Digit Recognition Input x is an image. Output y is the digit shown in the image. For simplicity, we consider a binary classification problem where each class is a digit. The hidden variables h model the rotation of digits in the images. We use the standard MNIST dataset that specifies a training and testing split for each digit. The figure below shows the relative objective function value (between CCCP and selfpaced learning), the training error and the testing error for four different binary classification tasks. While the performance of CCCP and selfpaced learning is comparable for three of the tasks, selfpaced learning significantly outperforms CCCP for the 1 vs. 7 classication task for several values of the parameter C.

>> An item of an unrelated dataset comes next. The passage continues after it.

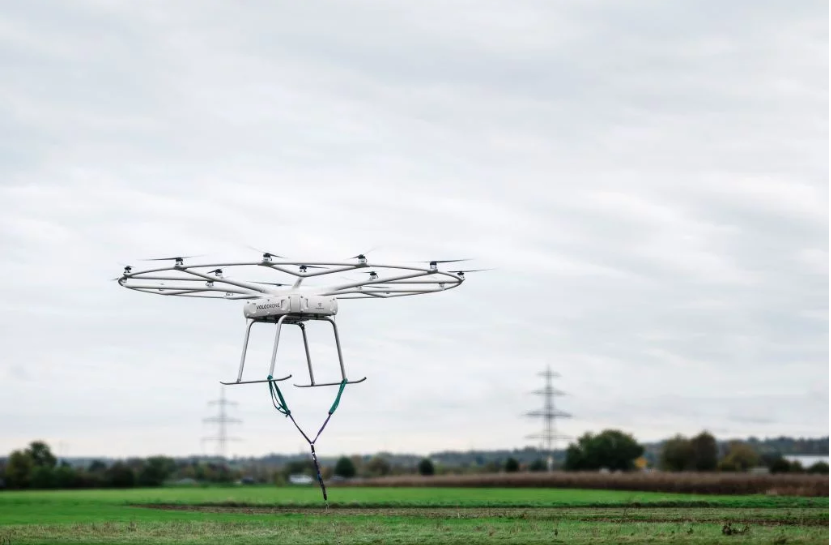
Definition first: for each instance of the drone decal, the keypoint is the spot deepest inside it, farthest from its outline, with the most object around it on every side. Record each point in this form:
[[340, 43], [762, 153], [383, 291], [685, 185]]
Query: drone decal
[[297, 297]]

Noun Phrase Coreference Input x is a document. Output y is the clustering of the nouns in the document such that each cluster corresponds to a single object. The hidden variables h model a forest over the nouns, with each tree corresponding to a cluster in y. We use the MUC6 dataset that consists of 60 documents. We use the 5050 split into training and testing that was employed in [1]. The figure below shows the relative objective function value (between CCCP and selfpaced learning), the training error and the testing error for different values of C. The bottom plot corresponds to the pairwise loss, while the top plot corresponds to the MITRE loss. Once again, selfpaced learning outperforms CCCP.
References
[1] C.N. Yu and T. Joachims. Learning structural SVMs with latent variables. In ICML, 2009.